The company said it remains “focused on helping our customers recover from the wildfires.”

“As of May 12, we have already paid more than $3.51 billion and are handling more than 12,692 claims,” it said in a statement on Tuesday. “We thank the Commissioner for this approval and look forward to continuing to work with the Commissioner and others on a more sustainable insurance market in California.”

While State Farm may be heaving a sigh of relief, the solution is a near-term one. Rate hikes alone cannot solve the insurance crisis.

As the Department of Insurance seeks to promote home hardening and the state evaluates new regulations regarding cleared space around homes, others, such as advocacy group California Environmental Voters and former state Insurance Commissioner Dave Jones, have sought to spread the cost for addressing climate and insurance woes to the oil industry.

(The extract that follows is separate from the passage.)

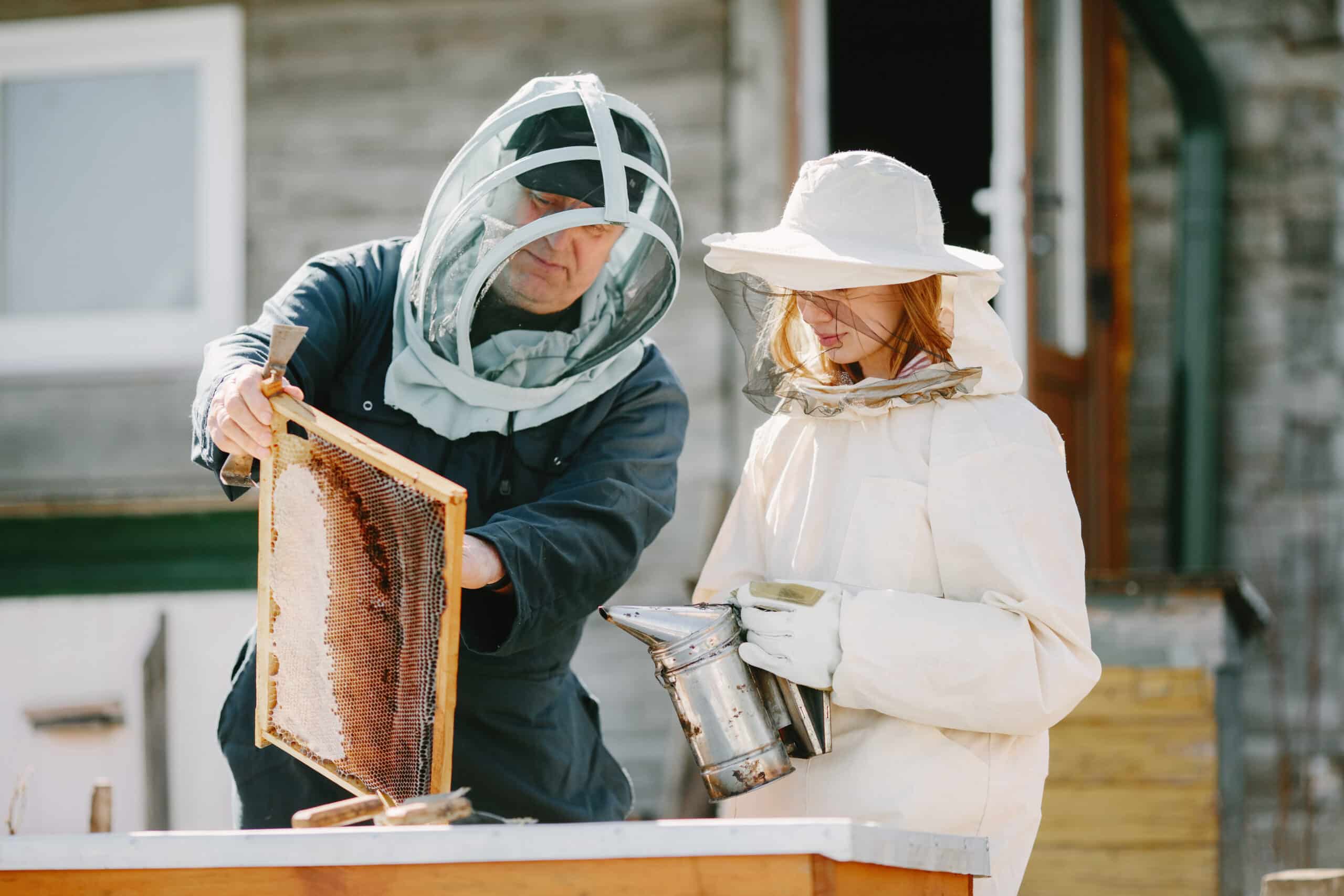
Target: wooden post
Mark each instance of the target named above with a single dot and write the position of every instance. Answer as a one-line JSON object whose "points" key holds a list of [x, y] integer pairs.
{"points": [[1304, 882], [100, 813]]}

None of these efforts has found enough traction to significantly drive down risk or bring insurance costs down.

“Today’s rate hike is a taste of what’s to come for millions of Californians already struggling with cost-of-living challenges,” California Environmental Voters CEO Mary Creasman said in a statement. “There is no path forward without getting Big Oil, the responsible party, to the table to pay their fair share. The alternative is a never-ending assembly line of rate increases and state budget cuts to pay for recovery.”

Her group sponsored legislation aiming to make insurance more affordable by allowing California insurers to sue big oil companies for their role in making fires worse. State lawmakers declined to advance the bills.

“California is at a tipping point,” Creasman said. “Without affordable insurance, businesses will cease to operate, families won’t be able to get mortgages, and construction to develop our state will stop.”